My name is Joseph Mangelli, I am a Cyber Security major and a second year. I like to watch movies, play games, wrestle, and hang out with my friends. I took Spanish 101 this semester because I was still in need of my language credits.
Exploring Culture
Some practices and products that helped me understand cultural perspective are, seeing how people went about college in some countries. In countries depending on the culture it was more normal to not live on campus at college and to remain home while at college. A product of latin culture I found interesting is their celebration of the dead. They have a whole holiday dedicated to leaving food and other things at loved ones graves and celebrate colorful skeletons.
These celebrations of dead challenged my worldview because death is something people don’t want to talk about meanwhile it is celebrated every year despite the dark tone surrounding it. One thing I remember is how in some countries people don’t refer to their grandparents and parents with the respectful conjugations while others did.
Engaging in Communities
The value in engaging in your local community is to help keep the your culture alive in your community and to help educate people who are from other cultures. It’s important for the global community to feel connected to others of your culture even when they are nowhere near you.
Some of my experience participating in my community would be on the first day of school this year when we had a flood on campus, me and my friends brought out a bench press, kayak, boogie boards, and other things to have fun with whoever wanted to show up in the middle of Kaufman main campus.

Interpersonal Communication
One of the audio activities we did was to describe our campus in Spanish and record it as a project. This helped me realize that when speaking you can greatly effect how long the speech or moment will take due to how nervous or non chalant you are. I tested it before hand and the video came out 2:30 seconds and when I actually did it on the campus and submitted it only came to 1:30 because of how fast I was talking to get it over with.
One of the spontaneous activities would be in class discussions, I feel I did much better speaking in class because everything was fresh on my mind. If I went on break and got into a situation where I had to speak Spanish I feel my brain would fart. The speaking tests were not as bad since I knew before hand and was able to prepare a little bit depending on what my belief was going to be in the exam. Same with the calendar assignment that was sprung on us, I was not prepared at all and pushed through it.
Presentational Speaking
I don’t exactly have a presentational speaking thing, but we had two speaking projects that are unable to be linked here. We had one where we had to speak to a fluent Spanish speaker for about a minute.
We only had two speaking projects, neither are compatible files to submit here. But the first was speaking to a native speaker and greeting them for about a minute. The other was describing buildings on campus and where they are relative to other places and things. The first video I had my friend Carlos speak with me and we practiced what I would say and made sure he didn’t respond with anything I wasn’t able to understand. The second video I had spent some time before hand writing myself a script so I could remember the two minutes worth of Spanish, I had my friend record me and rotate around campus as I described different buildings.
Presentational Writing
The main writing assignment I remember that was worrying to me was making a schedule and describing it with at least 75 words. The actual calendar part of the assignment was easy but the paragraphs were not so easy since we hadn’t written anything of that length up to that point. We also made a social media profile in Spanish.

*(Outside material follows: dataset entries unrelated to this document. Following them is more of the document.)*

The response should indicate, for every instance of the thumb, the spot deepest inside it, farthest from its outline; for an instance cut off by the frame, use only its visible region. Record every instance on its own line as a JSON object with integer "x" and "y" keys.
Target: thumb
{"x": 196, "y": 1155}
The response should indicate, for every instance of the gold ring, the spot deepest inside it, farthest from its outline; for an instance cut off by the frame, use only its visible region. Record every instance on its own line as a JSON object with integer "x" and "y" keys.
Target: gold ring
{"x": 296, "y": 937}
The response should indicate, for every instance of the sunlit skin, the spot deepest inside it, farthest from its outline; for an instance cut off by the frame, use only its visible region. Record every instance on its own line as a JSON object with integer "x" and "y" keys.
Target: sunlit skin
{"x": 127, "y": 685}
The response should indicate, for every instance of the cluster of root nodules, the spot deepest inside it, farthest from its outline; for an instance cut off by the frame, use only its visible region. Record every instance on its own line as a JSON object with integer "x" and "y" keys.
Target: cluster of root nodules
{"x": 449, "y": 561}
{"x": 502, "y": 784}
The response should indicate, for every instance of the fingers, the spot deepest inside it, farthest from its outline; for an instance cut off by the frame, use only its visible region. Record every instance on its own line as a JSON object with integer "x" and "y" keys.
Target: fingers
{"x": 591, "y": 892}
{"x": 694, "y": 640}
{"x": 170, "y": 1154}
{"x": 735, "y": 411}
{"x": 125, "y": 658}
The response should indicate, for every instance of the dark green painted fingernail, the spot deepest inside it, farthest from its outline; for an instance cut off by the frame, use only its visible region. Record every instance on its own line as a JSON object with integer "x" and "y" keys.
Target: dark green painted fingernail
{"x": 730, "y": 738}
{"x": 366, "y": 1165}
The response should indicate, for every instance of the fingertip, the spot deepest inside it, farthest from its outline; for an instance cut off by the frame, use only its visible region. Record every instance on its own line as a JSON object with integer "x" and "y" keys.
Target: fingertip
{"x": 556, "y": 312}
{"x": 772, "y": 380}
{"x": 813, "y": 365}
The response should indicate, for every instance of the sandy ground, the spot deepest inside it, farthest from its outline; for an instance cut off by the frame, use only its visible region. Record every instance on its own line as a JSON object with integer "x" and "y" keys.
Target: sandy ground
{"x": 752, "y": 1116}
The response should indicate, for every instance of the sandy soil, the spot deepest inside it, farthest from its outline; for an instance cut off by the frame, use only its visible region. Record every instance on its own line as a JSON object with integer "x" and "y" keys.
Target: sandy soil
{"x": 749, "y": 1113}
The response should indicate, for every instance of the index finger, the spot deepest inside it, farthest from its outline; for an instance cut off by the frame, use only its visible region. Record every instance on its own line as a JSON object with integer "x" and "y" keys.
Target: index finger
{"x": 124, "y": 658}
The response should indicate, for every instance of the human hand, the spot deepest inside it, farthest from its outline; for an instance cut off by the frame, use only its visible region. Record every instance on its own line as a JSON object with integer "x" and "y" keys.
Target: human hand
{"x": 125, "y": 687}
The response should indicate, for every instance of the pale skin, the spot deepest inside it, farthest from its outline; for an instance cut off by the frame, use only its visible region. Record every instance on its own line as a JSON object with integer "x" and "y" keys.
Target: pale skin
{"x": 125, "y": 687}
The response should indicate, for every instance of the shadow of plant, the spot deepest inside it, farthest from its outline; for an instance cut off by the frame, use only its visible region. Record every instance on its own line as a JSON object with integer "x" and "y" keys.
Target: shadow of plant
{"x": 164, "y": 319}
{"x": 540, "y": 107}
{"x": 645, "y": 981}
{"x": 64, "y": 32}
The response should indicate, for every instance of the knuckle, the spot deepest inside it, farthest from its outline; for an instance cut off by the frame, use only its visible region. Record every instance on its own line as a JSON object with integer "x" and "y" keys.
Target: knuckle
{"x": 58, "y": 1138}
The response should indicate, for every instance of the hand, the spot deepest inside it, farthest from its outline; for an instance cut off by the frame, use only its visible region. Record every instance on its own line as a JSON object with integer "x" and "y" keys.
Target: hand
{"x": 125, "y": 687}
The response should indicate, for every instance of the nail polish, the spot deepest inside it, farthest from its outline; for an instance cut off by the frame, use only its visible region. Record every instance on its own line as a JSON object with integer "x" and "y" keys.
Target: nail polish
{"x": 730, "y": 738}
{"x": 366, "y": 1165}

The schedule helped me write full sentences since we hadn’t done that yet and I was uncomfortable with writing in Spanish still. I also was absent the day most of my class did the assignment making me even more underprepared for it when I eventually did it. The social media profile was not that hard because most words were cognates to english and even the ones that weren’t just made sense based on the location of them in the profile.

Interpretive Listening
I would honestly say the biggest interpretive activity we did was just listening in class and learning things the professor was saying based on context and our notes. We also were given videos of people speaking Spanish in different countries in every unit to see the difference in cultures and trends.
The videos that we listened to were all on Contrasena and unable to be downloaded and linked here. Most of the videos had paragraphs at the top of the page saying things they would be going over so I would use context clues to be able to understand some of what they were saying, what I didn’t understand was usually gone over in class the next day.
Interpretive Reading
During the semester when we researched a country we would look something up in Spanish then again in english to see the difference in what we found. Most websites were pretty hard to read in Spanish due to non professional writing.
Then, write a short reflection paragraph that includes the activities you described above. What was unclear or challenging for you? How did you overcome this difficulty? What did you find most interesting or compelling? What was your takeaway from the reading? How have you grown with each assignment?/ I would often not be able to understand the websites I found in Spanish. The way I got past this was looking for key words that I did understand instead of trying to understand the whole page. The most interesting thing I found while looking at the websites was that people actually use Whats App as like the main social media in a lot of Latin countries.